I read a story recently about a married couple in Brazil who spent 20 years planting trees. After being abroad, the husband returned home to his native area of Brazil and found that the once-tropical rainforest had been completely wiped out. Pictures from that time show the hills were completely barren, with no wildlife.

The couple decided to replant the forest. Over a couple decades and with others pitching in to help, they planted about 4 million trees and restored the forest. With the growth of the trees came the return of 172 bird species, 33 mammal species, 293 plant species, and reptiles and amphibians. The 1,502 acres are once again a beautiful and thriving tropical forest.

It was an inspiring story and demonstrated how two people with a mission can make a huge difference. They didn’t sit at home and say, “Somebody needs to replant the forest,” and expect someone else to do it. They did it themselves.

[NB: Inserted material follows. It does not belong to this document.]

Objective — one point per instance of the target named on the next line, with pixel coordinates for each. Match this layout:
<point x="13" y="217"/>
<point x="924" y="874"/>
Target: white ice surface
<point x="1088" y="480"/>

A quick Google search turned up numerous stories about one or two people taking action and making a big difference in their communities, countries, and even the world. It’s encouraging to read some of the articles. We certainly see enough negative stories about people making poor choices that lead to unpleasant outcomes, so it’s refreshing to come across articles about people who are being the proverbial light in the darkness.

I tend to believe that the vast majority of people want to make the world a better place and want to make a positive contribution to help others. The challenge is that most of us either don’t know how to go about it or don’t think that a single person can truly make a difference.

From what I’ve read, the way to overcome that barrier is to be realistic. We don’t have to plant a forest or change the planet to have a positive impact. We can volunteer our time locally, help people we know are in need, be positive in our behaviors to encourage others, or be active in causes we believe in. Ideally, doing good has a ripple effect that inspires others to do good also, which enables a broader and more impactful change.

I’m a fan of inspirational quotes that motivate me to be a better person or keep my priorities in order. A quote that seems appropriate here is from Holocaust survivor Elie Wiesel, who said, “One person of integrity can make a difference.” After what Wiesel witnessed in his life, I think he knows what he’s talking about and makes me believe in the power of a single individual to make at least a small part of the world a better place.

Brett Martin is a guest columnist who’s been a Shakopee resident for over 15 years.